I had one piece of firewood that had enough blue in it, so I took it up to where the shop will be, did some jointing and bandsawing and came up with a few blanks of 'denim pine'.

Turned one of them, it's a small candle holder for tea lights.

[attachment=4436]

Finished with a bit of homemade Waterlox (BLO, Naptha, lacquer, japan drier)

Just in case you missed it in the other thread, this is beetle kill pine. The infestation by the beetle triggers the blue in the pine and kills the tree. There are vast tracts of them here in the west.

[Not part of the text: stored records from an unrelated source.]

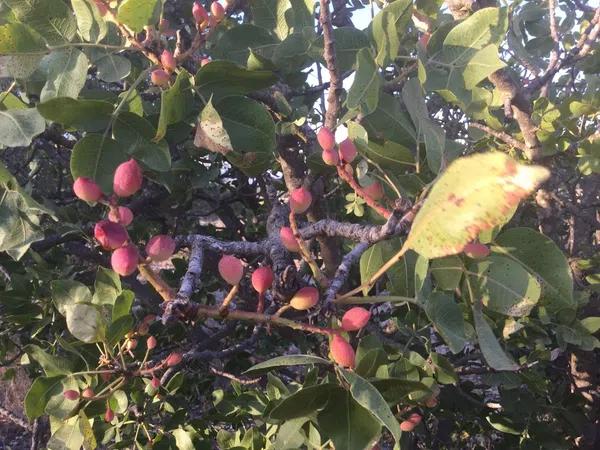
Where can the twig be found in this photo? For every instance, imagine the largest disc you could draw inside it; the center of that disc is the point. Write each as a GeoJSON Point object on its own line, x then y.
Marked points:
{"type": "Point", "coordinates": [305, 252]}
{"type": "Point", "coordinates": [504, 137]}
{"type": "Point", "coordinates": [348, 178]}
{"type": "Point", "coordinates": [233, 377]}
{"type": "Point", "coordinates": [190, 279]}
{"type": "Point", "coordinates": [333, 101]}
{"type": "Point", "coordinates": [554, 52]}
{"type": "Point", "coordinates": [581, 49]}
{"type": "Point", "coordinates": [14, 418]}
{"type": "Point", "coordinates": [156, 281]}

Kevin posted that one company back before this was common and valued on its own tried to put a spin on this 'contaminated' pine by labeling it as 'Blue Denim Pine' in order to make it seem like a good thing. At the time customers didn't want it.


----------



## davidgiul (Apr 19, 2012)

kweinert said:


> I had one piece of firewood that had enough blue in it, so I took it up to where the shop will be, did some jointing and bandsawing and came up with a few blanks of 'denim pine'.
> 
> Turned one of them, it's a small candle holder for tea lights.
> 
> ...


Turning is fun eh?
So we have another member of the pine lovers' club. Hey Cougar you can still officially join. Might as well with all that pine you have stashed under that purty workbench.


----------



## BangleGuy (Apr 19, 2012)

I just love the title of your thread! What a fun place to be, gave me a chuckle this morning before my day starts! Thanks!


----------



## Mike1950 (Apr 19, 2012)

Don't worry He will never notice it. Not nearly enough smiles in posts.


----------



## CodyS (Apr 20, 2012)

hahahaha very nice! on all counts!

Don't worry big cat, I hate pine too, but do you see me making a desk/bedside table/makeup table out of it? :rofl2:


----------